IoT data transmitted by the analyzers can be split into two basic groups: analyzer subsystems performance and sample-analysis data (samples being either patients, QC or calibrators). Practical applications for analyzer subsystem data could be preventive maintenance and efficient transfer of info to users and field engineers, with the aim to maximize uptime. For privacy compliance (e.g., GDPR in Europe) any patient-related result must be anonymized, and data should be encrypted.

Analyzer subsystems data:

Physical and electromechanics performance data is generated for many instrument components. As example, data items include temperatures, pressures, electrical signals, optical signals, among many others.
Time and part usage counts are also recorded. Anomalies in any physical or electromechanics measurement can be compared to time or parts usage, so intelligence can be built about parts durability and its associated maintenance. This can be seen as real-life testing of components, helping to redefine maintenance and to run a continuous full-population quality control of parts and subsystems.
At individual instrument level, this technology supports the predictive monitoring of each analyzer status.
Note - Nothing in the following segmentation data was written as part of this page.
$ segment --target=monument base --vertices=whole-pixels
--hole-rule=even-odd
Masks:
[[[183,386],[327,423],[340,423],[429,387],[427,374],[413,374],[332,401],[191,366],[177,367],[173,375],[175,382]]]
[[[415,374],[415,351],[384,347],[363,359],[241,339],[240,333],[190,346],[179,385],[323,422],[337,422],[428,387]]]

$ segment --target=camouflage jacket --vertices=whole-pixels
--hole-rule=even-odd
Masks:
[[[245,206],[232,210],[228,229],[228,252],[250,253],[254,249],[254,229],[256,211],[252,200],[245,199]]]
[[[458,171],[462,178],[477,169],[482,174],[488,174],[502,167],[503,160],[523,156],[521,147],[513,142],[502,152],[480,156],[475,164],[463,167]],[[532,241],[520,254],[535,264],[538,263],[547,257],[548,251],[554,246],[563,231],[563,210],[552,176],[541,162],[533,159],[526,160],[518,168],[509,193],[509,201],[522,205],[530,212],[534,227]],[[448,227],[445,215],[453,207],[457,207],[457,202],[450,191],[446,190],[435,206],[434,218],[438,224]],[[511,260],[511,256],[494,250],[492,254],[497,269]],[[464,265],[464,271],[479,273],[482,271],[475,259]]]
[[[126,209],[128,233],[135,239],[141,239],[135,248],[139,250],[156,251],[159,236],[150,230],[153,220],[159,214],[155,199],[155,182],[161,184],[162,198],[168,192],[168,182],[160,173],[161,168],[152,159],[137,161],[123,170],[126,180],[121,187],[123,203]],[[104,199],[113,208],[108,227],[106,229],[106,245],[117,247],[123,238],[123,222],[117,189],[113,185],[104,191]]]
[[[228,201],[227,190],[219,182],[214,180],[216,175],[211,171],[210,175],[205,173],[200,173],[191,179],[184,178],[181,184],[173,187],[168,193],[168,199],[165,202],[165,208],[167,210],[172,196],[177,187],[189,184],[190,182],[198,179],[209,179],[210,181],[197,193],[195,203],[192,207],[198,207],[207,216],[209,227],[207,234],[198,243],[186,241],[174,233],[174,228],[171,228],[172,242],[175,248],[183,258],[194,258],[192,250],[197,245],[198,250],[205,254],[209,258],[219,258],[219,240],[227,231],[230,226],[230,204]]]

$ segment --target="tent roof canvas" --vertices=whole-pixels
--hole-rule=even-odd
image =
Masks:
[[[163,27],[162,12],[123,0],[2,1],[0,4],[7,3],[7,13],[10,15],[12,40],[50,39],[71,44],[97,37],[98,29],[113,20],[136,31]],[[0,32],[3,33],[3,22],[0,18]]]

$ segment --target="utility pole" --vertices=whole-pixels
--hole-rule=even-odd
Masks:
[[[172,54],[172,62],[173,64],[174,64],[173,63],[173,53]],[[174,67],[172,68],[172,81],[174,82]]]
Trends in the analyzer’s subsystems status can be analyzed, failures can be anticipated before they occur, and pro-active maintenance planned to maximize the analyzer uptime.
Instrument and assay performances can be analyzed real time and appropriate actions can be pushed to the right person (through mobile devices or the analyzer itself): to a lab technician if new calibration is required, to a field engineer if part requires replacement.
IoT also enables a new model of support that anticipates user needs and makes the right document available when required. This is the paradigm to follow: Push the right information on the right devices to the right person at the right time.

Sample-analysis data:

The aggregation of all the sample results produced over time by one or more analyzers, including analyzers in distant sites belonging to the same network, can be visualized in Dashboards. Dashboards turn data into visual presentation facilitating the data analysis.
1. Dashboards can present the workload of labs over time and its distribution across sites and analyzers. This supports the allocation of resources and the redistribution of workloads to maximize the capacity of laboratories.
2. Distribution of turnaround times by hour of the day or by test can support decisions to keep service commitments to medical departments like the emergency room.
3. During the COVID-19 pandemic, the register of samples turning positive for antigen or antibody testing allowed to establish a percentage of positivity or seroconversion in the tested population. Such public health contributions can be extended for instance by following the trends of reactive samples for the infectious diseases screened in blood donations.
4. Efficiency in the use of reagents can be tracked as well. Analyzers can split the test that have led to a reported result, the ones that have not produced a reportable result, the tests used for quality control and calibration and even the wasted tests (e.g., reagent expired on board). This efficiency checks can help to reorganize the testing of certain analytes by concentrating some tests in fewer analyzers or even deciding which tests have a demand scale which makes the outsourcing more favorable.
For some analytes and some populations, the aggregate of patient results in a single instrument calculated as “moving average” can be used as an indicator of test accuracy, becoming an additional quality check for the lab [43].

Conclusions

An essential requirement for BD and AI in healthcare is the need to increase the number of information stored as structured data and better define and standardize them. It will allow BD to impact the diagnosis and treatment of patients improving patient safety and quality of care and opening the way for personalized medicine.
Data-driven research is complementary to hypothesis-driven research. By making data and software FAIR, by respecting privacy laws and by using standards and ontologies, we can generate trust in AI algorithms working with BD so that clinicians (and patients) are confident in using them.
BD requires new statistical perspectives on the multivariate structure of data that outperform the traditional univariate statistical methods used in laboratory medicine over the past decades.
Analyzer subsystems performance data and sample-analysis data can help the IVD industry and clinical laboratories to improve productivity, quality and ultimately patient outcomes.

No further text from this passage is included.